Wall Street Journal reports Justice Dept. Seeks More Than $10 Billion Penalty Form BNP Paribas.
At issue is a large volume of transactions and dealings with countries for which the U.S. has banned any financial dealings. We’re talking loaning money and holding (likely hiding) deposits for countries like Iran, Sudan, and North Korea, along with businesses and individuals in those countries.
Negotiations are reportedly underway between the bank and the Justice Department, Manhattan U.S. Attorney, and Manhattan DA. From the article it sounds like the N.Y. Department of Financial Services is in the discussions. After reading about the Credit Suisse settlement, I’ll guess the SEC, FDIC, and OCC are in the conversation as well. Maybe the FRB.
What are the negotiating positions?
The Feds are looking for a $10B fine, saying that is already discounted in relation to the huge volume of trading going on. They want a criminal plea. Also looking for a short ban from settling transactions through banking systems in New York. The last point would essentially be a ban from any transaction with a client who has activity in the U.S.
The bank is looking for an $8B fine according to the article based on reporter’s sources involved in the negotiations. That is up from an announced $1.1B reserve earlier this year. The bank does not want a short ban from settlements through the US banking system.

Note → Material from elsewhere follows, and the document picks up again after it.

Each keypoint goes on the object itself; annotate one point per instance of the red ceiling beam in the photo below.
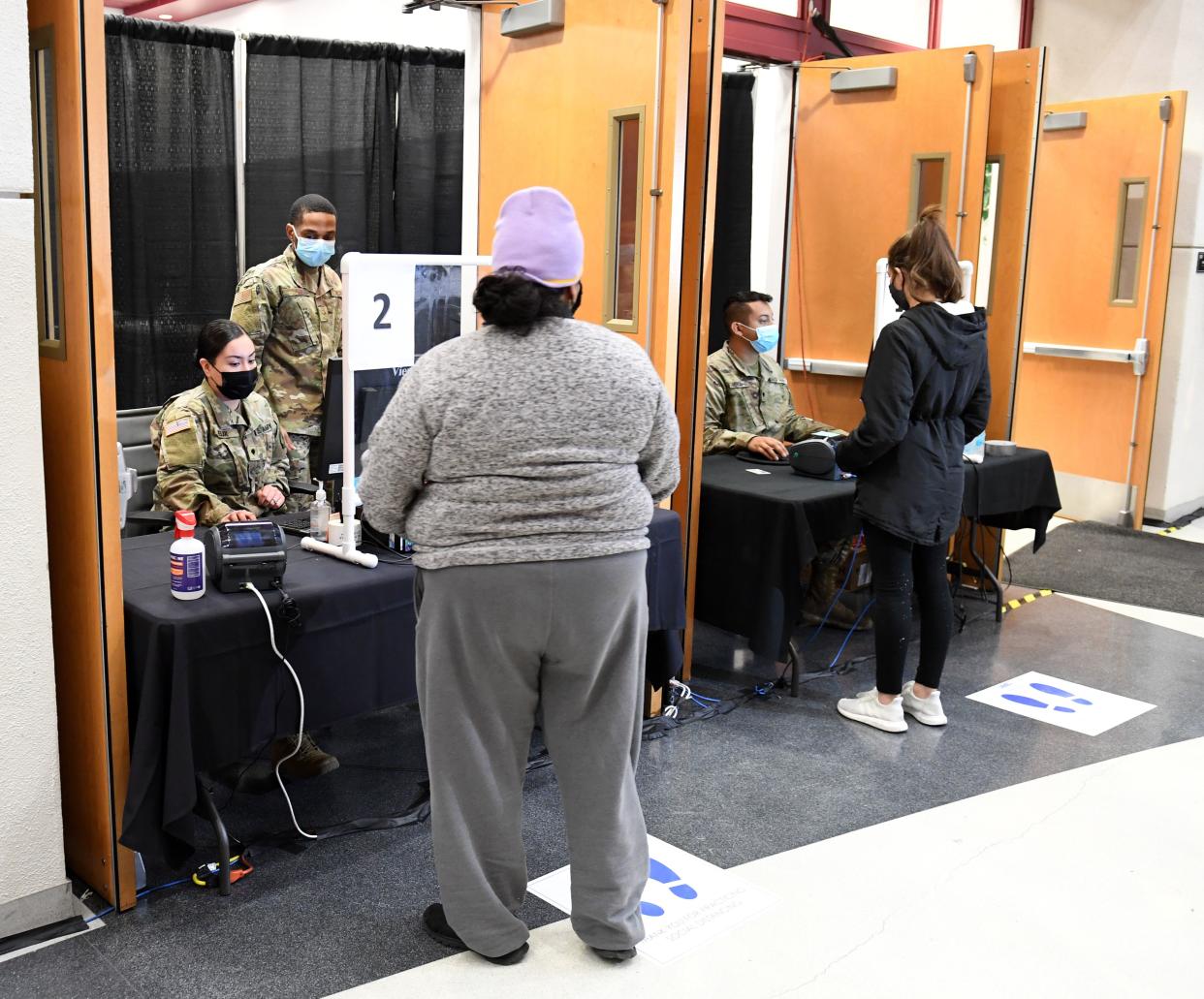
(757, 34)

$10B vs $8B. Criminal plea vs. deferred prosecution agreement. Ban vs. no ban from banking system. Quite a big gap on positions, except for the small difference on the digit between the $ and B. That’ll be easy to negotiate. The others? Not so much.
Article suggests a settlement is still weeks away.

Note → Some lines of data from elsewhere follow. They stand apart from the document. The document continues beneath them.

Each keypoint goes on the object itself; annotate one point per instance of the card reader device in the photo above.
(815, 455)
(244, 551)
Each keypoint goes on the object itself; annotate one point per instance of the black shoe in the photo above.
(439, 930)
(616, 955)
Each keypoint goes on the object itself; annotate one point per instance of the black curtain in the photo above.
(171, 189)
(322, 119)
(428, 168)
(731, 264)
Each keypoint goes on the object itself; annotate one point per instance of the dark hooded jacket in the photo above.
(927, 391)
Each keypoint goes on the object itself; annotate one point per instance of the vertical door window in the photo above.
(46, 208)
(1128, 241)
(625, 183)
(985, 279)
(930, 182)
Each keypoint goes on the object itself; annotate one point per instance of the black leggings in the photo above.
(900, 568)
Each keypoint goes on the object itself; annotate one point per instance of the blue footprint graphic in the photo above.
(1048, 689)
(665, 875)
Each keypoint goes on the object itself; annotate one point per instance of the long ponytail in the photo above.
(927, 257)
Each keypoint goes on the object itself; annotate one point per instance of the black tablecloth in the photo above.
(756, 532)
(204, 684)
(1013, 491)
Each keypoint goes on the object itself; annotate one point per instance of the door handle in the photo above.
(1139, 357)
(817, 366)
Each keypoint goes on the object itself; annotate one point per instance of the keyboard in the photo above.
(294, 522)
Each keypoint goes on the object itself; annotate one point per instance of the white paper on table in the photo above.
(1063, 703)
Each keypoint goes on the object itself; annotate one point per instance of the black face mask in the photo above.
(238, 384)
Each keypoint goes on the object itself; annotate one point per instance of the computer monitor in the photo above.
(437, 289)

Long string of settlements
Other big settlements for flouting US laws on sanctions-violations and money laundering? A partial list from the article:
- 1,921M HSBC
- 667M Standard Chartered
- 619M ING Bank
- 536M Credit Suisse
- 350M Lloyds
- 298M Barclays
- 100M RBS
Sometimes it seems like I need to set up by own database to keep track of all the huge financial settlements all these banks are signing. Having a hard time keeping each violation by each bank on each issue straight without some notes.
By the way, Standard Chartered “repaired” 59,000 transactions, meaning they hid the origin or source of $250 Billion of wire transfers.

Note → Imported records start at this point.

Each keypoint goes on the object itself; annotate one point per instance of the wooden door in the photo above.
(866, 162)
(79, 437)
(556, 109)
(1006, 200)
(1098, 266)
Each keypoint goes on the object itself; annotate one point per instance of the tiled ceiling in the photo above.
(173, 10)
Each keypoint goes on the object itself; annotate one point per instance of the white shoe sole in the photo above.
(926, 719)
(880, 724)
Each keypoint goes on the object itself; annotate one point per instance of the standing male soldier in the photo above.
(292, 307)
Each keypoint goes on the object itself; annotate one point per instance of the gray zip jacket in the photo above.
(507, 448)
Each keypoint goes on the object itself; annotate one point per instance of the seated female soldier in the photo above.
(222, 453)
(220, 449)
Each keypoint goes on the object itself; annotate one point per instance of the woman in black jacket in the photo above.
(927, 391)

By the way, I can’t wait to read the statement of facts that go along with the settlement agreement. I hope it isn’t as eye-popping and upsetting as the Credit Suisse tax-evasion scheme but I’m not too confident of that. Hint: Credit Suisse has been doing the heavy-lifting to let clients launder money since before there was an income tax in the U.S.
I don’t get it
Many years ago, I worked in the accounting department of a bank for a short time. Spent a few years auditing banks and S&Ls while working for KPMG’s predecessor PMM. I don’t recognize the attitude of bankers I see in all these cases.
I don’t get this seemingly industry-wide, apparent contempt for U.S. banking laws. Can anyone help me get my head around that?